The researchers found that the counties where ADHD drug use was the highest had higher per capita income, lower unemployment rates, greater population density and more access to health care, meaning more HMOs and a higher percentage of people enrolled in them. Given the cost-saving objectives of HMOs, the researchers theorized that HMOs could be authorizing ADHD drug therapy because it is cheaper than counseling.

These high-use counties also had a higher ratio of younger-to-older doctors, prompting the researchers to question whether younger doctors just happen to locate in more affluent areas or whether younger doctors are more likely than their older counterparts to prescribe ADHD medication.

They also found that areas with high use have a higher student-to-teacher ratio. The researchers suggested that the greater burden on teachers may cause them to send more children to the school psychologist for screening, resulting in higher detection rates of ADHD and use of medication to treat the disorder.

In addition, the researchers found that high-use counties have, on average, slightly fewer children as a proportion of the population—a finding that seems counterintuitive given that ADHD is primarily diagnosed among children. However, Bokhari cited previous research that has shown that children of smaller families are more likely to use ADHD medication.

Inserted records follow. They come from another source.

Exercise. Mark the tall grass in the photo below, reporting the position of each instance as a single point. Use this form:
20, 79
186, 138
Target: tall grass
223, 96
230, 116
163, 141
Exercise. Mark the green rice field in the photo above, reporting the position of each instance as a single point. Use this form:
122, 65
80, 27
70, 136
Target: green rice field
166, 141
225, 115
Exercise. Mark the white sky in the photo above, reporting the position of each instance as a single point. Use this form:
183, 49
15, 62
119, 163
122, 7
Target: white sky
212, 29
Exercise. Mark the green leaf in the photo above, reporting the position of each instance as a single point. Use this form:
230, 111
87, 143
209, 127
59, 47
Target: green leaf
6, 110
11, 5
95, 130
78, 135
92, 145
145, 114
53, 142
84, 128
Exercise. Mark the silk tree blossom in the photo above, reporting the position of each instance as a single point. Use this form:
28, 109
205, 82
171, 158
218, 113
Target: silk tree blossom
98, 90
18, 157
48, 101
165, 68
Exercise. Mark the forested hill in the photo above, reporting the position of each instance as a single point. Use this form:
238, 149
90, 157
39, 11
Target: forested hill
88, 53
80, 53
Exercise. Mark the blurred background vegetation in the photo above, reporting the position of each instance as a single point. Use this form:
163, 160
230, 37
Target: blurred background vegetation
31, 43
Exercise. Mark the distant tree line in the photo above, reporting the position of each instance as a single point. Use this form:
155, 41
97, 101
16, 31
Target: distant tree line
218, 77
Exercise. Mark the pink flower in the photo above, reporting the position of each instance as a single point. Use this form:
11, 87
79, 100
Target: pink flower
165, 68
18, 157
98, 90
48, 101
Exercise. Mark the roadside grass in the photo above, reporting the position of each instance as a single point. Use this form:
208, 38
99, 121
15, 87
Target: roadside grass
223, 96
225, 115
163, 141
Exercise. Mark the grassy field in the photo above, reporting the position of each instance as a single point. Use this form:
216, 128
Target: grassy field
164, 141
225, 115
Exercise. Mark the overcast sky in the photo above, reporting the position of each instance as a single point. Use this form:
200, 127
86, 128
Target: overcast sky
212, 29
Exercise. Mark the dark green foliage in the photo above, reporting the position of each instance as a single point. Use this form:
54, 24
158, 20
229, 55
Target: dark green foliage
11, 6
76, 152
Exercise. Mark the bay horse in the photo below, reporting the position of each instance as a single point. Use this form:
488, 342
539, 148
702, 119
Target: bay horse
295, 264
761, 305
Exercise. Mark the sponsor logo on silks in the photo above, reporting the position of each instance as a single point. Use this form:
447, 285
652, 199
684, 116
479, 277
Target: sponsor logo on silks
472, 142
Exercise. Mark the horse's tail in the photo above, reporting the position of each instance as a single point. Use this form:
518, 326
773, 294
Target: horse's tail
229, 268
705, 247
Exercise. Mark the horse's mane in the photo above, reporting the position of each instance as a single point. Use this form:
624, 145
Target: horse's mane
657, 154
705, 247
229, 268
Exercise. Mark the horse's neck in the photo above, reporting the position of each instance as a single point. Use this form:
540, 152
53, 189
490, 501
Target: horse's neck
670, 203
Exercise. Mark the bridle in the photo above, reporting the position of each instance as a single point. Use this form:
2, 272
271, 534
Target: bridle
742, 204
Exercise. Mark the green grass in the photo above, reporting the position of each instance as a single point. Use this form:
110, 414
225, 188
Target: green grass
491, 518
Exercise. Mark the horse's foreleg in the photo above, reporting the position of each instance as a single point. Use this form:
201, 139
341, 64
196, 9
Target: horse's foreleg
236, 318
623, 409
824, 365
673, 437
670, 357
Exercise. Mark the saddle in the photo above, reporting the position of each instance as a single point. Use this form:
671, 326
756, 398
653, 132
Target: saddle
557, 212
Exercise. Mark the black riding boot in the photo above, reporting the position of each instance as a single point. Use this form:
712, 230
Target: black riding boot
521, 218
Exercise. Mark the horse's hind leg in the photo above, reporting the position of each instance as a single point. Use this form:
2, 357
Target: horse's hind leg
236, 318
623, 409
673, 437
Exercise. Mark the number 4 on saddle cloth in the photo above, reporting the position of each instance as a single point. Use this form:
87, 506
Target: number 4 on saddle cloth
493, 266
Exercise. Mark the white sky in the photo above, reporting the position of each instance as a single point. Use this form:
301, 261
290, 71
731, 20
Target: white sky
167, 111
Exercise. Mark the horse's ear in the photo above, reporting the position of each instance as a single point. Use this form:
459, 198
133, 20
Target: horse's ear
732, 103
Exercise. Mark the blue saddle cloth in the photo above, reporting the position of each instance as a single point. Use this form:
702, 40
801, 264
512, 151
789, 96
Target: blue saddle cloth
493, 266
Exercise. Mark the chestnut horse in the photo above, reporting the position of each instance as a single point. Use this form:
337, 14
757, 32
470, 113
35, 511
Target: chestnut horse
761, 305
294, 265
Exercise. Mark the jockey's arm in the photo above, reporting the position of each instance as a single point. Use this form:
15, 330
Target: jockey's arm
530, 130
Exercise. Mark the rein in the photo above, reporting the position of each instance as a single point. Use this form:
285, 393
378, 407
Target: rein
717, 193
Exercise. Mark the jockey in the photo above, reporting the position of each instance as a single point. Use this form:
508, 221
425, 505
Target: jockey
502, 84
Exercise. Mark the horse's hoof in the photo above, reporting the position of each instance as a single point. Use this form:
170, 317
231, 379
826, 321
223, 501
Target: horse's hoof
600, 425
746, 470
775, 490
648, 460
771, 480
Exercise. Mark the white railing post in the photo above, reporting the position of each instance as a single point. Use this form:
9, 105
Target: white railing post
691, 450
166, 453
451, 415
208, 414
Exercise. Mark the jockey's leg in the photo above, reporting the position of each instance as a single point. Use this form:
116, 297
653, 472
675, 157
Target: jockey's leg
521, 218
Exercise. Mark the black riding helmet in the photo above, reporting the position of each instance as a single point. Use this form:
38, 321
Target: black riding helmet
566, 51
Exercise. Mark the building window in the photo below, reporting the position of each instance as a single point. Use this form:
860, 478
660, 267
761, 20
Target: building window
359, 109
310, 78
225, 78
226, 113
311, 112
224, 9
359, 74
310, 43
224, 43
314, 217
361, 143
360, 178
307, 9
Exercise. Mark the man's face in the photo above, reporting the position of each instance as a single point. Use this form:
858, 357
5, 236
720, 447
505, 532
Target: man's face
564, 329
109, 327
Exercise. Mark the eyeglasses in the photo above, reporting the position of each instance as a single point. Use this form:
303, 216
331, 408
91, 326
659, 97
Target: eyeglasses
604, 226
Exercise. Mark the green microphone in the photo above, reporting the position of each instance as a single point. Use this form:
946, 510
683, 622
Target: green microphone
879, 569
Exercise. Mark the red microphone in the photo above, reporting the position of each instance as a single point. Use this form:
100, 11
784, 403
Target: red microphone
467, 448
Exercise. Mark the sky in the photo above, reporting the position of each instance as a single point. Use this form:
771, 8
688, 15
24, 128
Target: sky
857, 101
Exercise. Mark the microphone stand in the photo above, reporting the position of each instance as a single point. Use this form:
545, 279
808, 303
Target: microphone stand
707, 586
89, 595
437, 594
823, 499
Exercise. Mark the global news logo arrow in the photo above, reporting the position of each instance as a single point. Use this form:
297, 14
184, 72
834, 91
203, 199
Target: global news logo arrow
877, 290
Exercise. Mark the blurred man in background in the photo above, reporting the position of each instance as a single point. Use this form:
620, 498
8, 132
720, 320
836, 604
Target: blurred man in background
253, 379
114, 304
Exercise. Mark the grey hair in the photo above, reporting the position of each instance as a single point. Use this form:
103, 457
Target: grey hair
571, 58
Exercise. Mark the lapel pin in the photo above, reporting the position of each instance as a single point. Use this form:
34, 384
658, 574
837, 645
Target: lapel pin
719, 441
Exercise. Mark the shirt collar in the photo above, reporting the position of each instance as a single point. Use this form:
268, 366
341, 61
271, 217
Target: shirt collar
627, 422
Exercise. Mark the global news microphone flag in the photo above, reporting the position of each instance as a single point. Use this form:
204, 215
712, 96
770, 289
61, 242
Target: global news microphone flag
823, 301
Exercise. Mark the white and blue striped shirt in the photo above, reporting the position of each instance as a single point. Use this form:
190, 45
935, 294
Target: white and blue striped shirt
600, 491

The findings are significant because nobody has really looked at the variation in the use of these drugs across the country, Bokhari said. He and his colleagues will next conduct a market analysis of the factors influencing the supply and demand for ADHD drugs.

"Some people who need medication aren’t getting it and some who don’t need it are," he said. "You could be playing the lottery whether your child gets the drug or not. It often seems to depend as much on where you live as on medical science."